One example can help illustrate this. The Common Earth Gardens organization facilitates and supports the agricultural activity of approximately 350 families of refugees from Asia and Africa in the Louisville area. 12 years ago the program began with two gardens and about 40 families. Today on six major gardens and small farm plots, there are 350 families of experienced gardeners and farmers producing an enormous amount of food that nourish several thousands of people with healthy fresh vegetables and roots and medicinal herbs to eat. There are many more such farmers and gardeners on waiting lists, and many of the current farmers have expressed a capacity to double or triple their production plot areas. The main obstacles to dramatically increasing production of such local gardens and farm plots are limited land access and the cost of water for irrigation, as well as a general lack of knowledge or appreciation of the general public to the benefits of localized agriculture and large piles of rich manure in the vicinity. A forward thinking government would see the benefit of subsidizing water for such purposes and clearing away bureaucratic obstacles for people to access enough land near where they live, in order to green the overbuilt environment and feed the beautiful diverse people who live here. Proximity of productive garden spaces to where people live is important, given the demands our economy places on families to work multiple, often low paying jobs, people have little time to travel long distances to where they do their gardening or farming, not to mention the gasoline or bus money to waste. In addition, if the cost of local food production becomes prohibitive for maintaining optimum production or for expansion due to the high cost of city water, as is becoming the case in several of these gardens, this becomes an issue for the wider society and local government to seriously remedy.

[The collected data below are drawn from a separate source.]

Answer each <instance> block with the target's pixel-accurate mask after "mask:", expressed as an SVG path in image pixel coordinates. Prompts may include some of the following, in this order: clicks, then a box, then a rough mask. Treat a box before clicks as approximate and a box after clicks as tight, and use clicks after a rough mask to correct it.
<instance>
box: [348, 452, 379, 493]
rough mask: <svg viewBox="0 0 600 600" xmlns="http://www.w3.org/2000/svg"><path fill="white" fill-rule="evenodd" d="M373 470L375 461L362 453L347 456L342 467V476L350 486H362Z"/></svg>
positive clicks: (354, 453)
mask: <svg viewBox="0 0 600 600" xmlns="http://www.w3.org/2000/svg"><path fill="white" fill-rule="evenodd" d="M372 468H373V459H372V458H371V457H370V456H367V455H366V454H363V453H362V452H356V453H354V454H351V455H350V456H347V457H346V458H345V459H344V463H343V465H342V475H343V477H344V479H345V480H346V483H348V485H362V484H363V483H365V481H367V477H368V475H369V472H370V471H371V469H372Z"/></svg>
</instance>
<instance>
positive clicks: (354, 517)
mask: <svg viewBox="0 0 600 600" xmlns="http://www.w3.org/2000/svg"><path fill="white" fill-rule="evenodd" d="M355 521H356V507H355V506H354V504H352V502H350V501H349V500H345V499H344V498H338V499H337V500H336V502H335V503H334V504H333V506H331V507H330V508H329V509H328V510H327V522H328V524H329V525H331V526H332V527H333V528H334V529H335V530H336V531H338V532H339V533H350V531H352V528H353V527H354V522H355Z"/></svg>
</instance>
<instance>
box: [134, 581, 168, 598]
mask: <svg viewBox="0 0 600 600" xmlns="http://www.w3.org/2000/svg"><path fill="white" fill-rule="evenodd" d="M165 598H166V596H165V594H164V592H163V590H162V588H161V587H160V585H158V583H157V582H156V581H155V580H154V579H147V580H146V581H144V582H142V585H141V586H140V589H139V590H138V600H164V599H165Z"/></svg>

We are fortunate here in Louisville to live on fertile land in a well watered river valley, and with people with the considerable knowledge and experience needed to be good food producers, not to mention decent infrastructure support for the transition back toward more local food production in terms of roads, vehicles, tools, machines, and other inputs for agriculture.
Let’s get our government to see and act on the wisdom of providing a leg up to unleash People Power to transform our economy in these trying times of danger, corruption and crisis, but also of mobilization, indignation and increasing social movement organizing.